With more than 40 species of animals, among them are several rare primates including the rare golden tamarin which hails from South America, the zoo markets itself as a reputable pro-conservation site that exists to add value to the lives of city dwellers by educating them on rare and endangered species.
Run by the government’s Leisure and Cultural Services Department, the zoo’s spokespeople continue to justify its existence despite mounting criticism. They argue that school children reap the instructional rewards of seeing exotic animals in the flesh such that they develop emotional attachments to the natural world that compel them to care about the environment.
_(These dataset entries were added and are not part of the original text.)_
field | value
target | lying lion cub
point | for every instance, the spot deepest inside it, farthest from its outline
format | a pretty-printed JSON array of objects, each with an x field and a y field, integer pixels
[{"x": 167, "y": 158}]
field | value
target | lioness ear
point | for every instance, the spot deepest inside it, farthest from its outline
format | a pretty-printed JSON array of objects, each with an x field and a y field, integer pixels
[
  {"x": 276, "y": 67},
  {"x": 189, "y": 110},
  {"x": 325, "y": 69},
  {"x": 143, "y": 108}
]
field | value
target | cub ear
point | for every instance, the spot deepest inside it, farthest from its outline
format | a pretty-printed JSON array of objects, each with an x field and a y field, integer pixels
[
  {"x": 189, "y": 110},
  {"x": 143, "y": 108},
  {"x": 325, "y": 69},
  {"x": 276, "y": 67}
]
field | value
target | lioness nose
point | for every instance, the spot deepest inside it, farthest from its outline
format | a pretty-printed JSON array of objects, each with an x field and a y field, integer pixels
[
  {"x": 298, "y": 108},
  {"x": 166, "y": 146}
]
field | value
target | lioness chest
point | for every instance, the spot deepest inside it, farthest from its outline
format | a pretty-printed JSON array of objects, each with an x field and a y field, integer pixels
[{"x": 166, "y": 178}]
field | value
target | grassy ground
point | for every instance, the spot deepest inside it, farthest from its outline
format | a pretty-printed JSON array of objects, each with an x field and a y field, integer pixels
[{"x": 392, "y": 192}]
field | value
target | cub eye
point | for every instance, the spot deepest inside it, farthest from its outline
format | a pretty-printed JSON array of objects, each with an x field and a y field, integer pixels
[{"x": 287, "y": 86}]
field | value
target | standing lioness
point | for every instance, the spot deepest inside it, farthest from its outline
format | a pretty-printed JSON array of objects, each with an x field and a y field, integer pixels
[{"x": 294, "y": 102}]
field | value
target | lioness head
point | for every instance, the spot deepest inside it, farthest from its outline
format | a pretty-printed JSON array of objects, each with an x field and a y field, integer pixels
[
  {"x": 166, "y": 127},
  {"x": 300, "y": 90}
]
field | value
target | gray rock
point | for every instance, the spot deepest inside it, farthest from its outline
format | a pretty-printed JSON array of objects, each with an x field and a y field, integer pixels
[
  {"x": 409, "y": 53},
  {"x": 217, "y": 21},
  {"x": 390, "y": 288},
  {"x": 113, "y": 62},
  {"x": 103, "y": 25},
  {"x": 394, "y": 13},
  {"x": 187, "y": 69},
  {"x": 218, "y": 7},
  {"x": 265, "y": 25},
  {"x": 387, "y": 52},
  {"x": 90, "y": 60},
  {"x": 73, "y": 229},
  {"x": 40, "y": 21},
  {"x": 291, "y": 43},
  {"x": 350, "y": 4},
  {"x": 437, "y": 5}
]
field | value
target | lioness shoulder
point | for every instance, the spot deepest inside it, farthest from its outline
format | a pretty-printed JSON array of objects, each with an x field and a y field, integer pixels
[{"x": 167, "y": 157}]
The debate around the existence of Hong Kong Zoological and Botanical Garden comes at a time of shifting values towards animal rights in the city and across Asia.
Hong Kong is also home to a marine park that is regularly canvassed by placard-brandishing activists owing to its dolphin collection. As highly intelligent explorers, dolphins are thought to be particularly inappropriate creatures to keep in confined spaces.
These activists argue that the venue is behind the times, and also express concern at the rising number of marine parks and zoo facilities across China being built to accommodate the whims of the increasingly well-heeled Chinese.
Those opposing the parks are part of a growing movement campaigning improve animal welfare standards. They tend to belong to the generations whose rising affluence enabled them to keep animals of their own.
As such, they developed an attachment to them and an awareness of their emotional needs that eluded the generations preceding them whose priority had to be their own survival.